Le modèle de Palo Alto, relativement simple dans ses principes, est difficile à intégrer et à mettre en pratique tant il est contre intuitif et à contre-courant de la plupart des approches auxquelles sont actuellement formés les thérapeutes et les intervenants. La stratégie paradoxale est délicate à mettre en œuvre. Elle nécessite d’être particulièrement rigoureux dans le décodage des situations, attentif à respecter le client et l’écologie des systèmes dans lesquels il évolue.

En fait, bien au-delà d’une simple méthode de résolution de problèmes, l’approche de Palo Alto est une autre façon de voir le monde, une autre façon de comprendre les problématiques humaines.

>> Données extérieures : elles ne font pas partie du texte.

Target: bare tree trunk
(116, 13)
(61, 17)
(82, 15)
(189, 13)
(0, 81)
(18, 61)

Quelques éléments sur les fondements théoriques : le constructivisme et la systémique

  • Le constructivisme

Le constructivisme est une théorie de la connaissance qui repose sur l’idée que, puisque l’on fait partie du monde, on ne peut pas connaître de réalité indépendante de nous.
Les théories constructivistes sapent en grande partie la conception traditionnelle du monde. Depuis 2000 ans, presque toutes les philosophies occidentales ont considéré que ce que nous percevions constituait une réalité indépendante et objective.
Cependant, au cours de l’histoire, certains ont proposé une autre conception de la réalité, des sophistes grecs au 5ème siècle avant notre ère jusqu’au biophysicien Heinz von Foerster (1911– 2002), en passant par Emmanuel Kant (1724-1804) ou Jean Piaget (1896-1980).
Pour les constructivistes on ne peut pas parler de réalité objective et il n’y a pas de vérité en soi. Chacun construit ce qu’il nomme la réalité, sans avoir conscience qu’il s’agit d’une construction.
Les constructivistes distinguent :
• la réalité de premier ordre : ce que nous percevons ;
• la réalité de second ordre : le sens que nous attribuons à ce que nous percevons, la valeur que nous donnons à nos perceptions.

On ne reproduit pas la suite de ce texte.